Collins indicated that the members of the group of 20 were unanimous in thinking that Congress needs to do something legislatively to resolve the status of the recipients of the Obama-era Deferred Action for Childhood Arrivals, or DACA, program that Trump is phasing out.

“What we shared in common was the determination to reopen government and convince our leaders that there is a path forward that will accommodate those of us who are concerned about the fate of the ‘Dreamers’ who live in this country, many of whom have known no other country as their home,” Collins said. “They will be at risk of deportation starting in March if legislation is not passed.”

Collins led the effort along with Sen. Joe Manchin III. The West Virginia Democrat was invited Monday to meet with President Donald Trump about immigration, along with Alabama Democratic Sen. Doug Jones, before casting their final votes in favor of reopening the government.

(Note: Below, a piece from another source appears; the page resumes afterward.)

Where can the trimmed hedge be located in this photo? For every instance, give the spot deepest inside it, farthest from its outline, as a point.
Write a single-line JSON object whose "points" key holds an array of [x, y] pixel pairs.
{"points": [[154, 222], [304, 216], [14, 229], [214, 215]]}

This group of 20 might be more reminiscent of the old gang of 14, which gathered to short-circuit a standoff over judicial nominations during the George W. Bush administration, than any of the policy-focused gangs that have sprung up in recent years, however.

“I think one of the important things to come out of this is that this group, No. 1, exists, and No. 2, feels that there’s a reason to stay in business,” King said. “We’re going to continue to meet, because in a Senate that’s 51 to 49 — 20 senators from both sides can have a very strong influence.”

Joe Williams contributed to this report.